This was brought home to me through one of the stories shared at presbytery. A member of this congregation, a brother by the name of Dale, has worked for about 20 years as a postal carrier. He has endeavored to do his job faithfully and well, self-consciously endeavoring to bear witness to Jesus through his labor. For many of those years, Dale first worked alongside and later worked under his current supervisor. They have not always seen eye to eye.

About a month ago Dale’s supervisor had a dream. He was at work and it was a rotten day. Everything seemed to be going wrong. The employees were complaining, he was frustrated, the air was tense – except for Dale. Dale was sorting his mail, singing and whistling, doing his work with joy. The mail carriers went out to deliver and the day continued going poorly. Some mail didn’t get delivered; as carriers returned they were asked to carry this new mail out. And you can imagine the response: anger, frustration, railing on the supervisor – from everyone except Dale. He went and did his work with a smile.
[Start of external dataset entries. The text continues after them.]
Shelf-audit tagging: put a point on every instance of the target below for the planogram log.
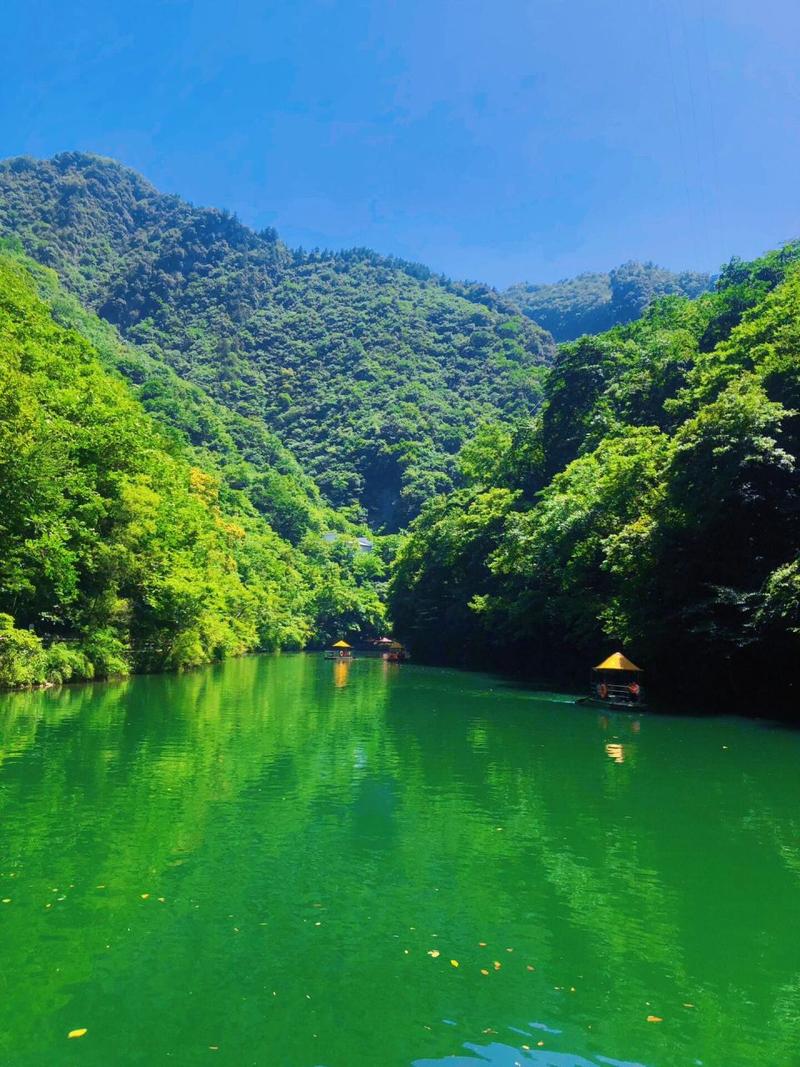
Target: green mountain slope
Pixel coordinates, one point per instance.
(593, 303)
(654, 503)
(371, 371)
(124, 546)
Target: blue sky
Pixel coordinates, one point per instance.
(497, 140)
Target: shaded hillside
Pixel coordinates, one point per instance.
(372, 371)
(653, 503)
(125, 546)
(593, 303)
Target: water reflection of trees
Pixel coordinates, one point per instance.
(420, 798)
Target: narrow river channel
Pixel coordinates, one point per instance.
(290, 861)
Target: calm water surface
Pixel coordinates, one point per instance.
(275, 861)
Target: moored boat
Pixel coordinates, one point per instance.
(617, 684)
(339, 651)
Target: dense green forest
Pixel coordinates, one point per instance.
(654, 502)
(131, 540)
(191, 409)
(370, 370)
(594, 303)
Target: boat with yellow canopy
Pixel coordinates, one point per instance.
(616, 683)
(339, 651)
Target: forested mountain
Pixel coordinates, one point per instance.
(134, 540)
(593, 303)
(370, 370)
(654, 502)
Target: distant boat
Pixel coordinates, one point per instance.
(396, 654)
(339, 651)
(617, 683)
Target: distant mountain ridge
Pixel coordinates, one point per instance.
(372, 371)
(593, 303)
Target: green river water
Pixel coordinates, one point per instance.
(276, 860)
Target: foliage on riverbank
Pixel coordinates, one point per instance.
(371, 370)
(654, 503)
(123, 545)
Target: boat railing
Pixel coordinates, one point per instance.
(619, 693)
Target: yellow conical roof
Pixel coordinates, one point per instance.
(617, 662)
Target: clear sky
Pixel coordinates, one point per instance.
(497, 140)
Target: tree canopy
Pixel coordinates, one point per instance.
(370, 370)
(593, 303)
(654, 502)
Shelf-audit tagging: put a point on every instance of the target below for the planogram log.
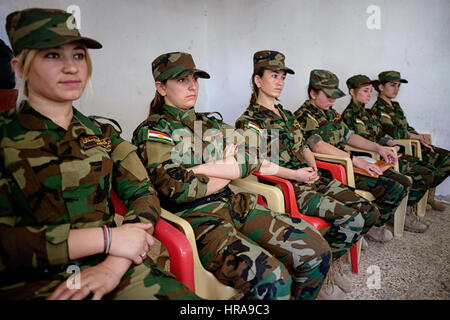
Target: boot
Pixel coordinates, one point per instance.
(329, 290)
(380, 234)
(412, 222)
(435, 204)
(340, 278)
Then, in his dream, the supervisor finally got to go home bringing to an end a long, miserable day at work. But wouldn’t you know it, his troubles weren’t over. When he got home soon he and his wife were arguing and fighting – over what, the dream didn’t make clear. But in the midst of their arguing, they heard a knock on the door. Dale’s supervisor went to the door, opened it, and was surprised to see Dale on his doorstep. “Can I help you?” he asked. And the dream ended.

The next day Dale’s supervisor related his dream to the office before Dale arrived and, when Dale arrived, called him into his office. “We need to talk,” he said. And so began a number of conversations between Dale and his supervisor over the Gospel – the next Sunday Dale’s supervisor showed up at church with his wife – though neither of them had darkened the doorway of a church since their childhood; within the next week Dale’s supervisor professed faith in Christ; and in the last several weeks he has continued to grow in the Lord.

As I said I found myself both encouraged and challenged by the story: encouraged because the story reveals that we serve the Living God, a God who moves and acts in the lives of men and women and children to draw them to Himself and give them life. He is not willing that any of His people perish.

But I also found myself challenged: is my life, my conversation, my demeanor – so let me ask you: is your life, your conversation, your demeanor – something that God can put to use in a dream to draw others to Him? Or have you been a poor witness, more the stuff of nightmares? God’s design is to reveal Himself to all the nations of the earth, to cause every knee to acknowledge the Lordship of Jesus. And the way he intends to do this is through our witness – so how are we doing? Are we bearing faithful witness to our Lord Jesus?

Reminded of this call and no doubt convicted that we have fallen short of our calling, let us kneel and confess our sins to the Lord.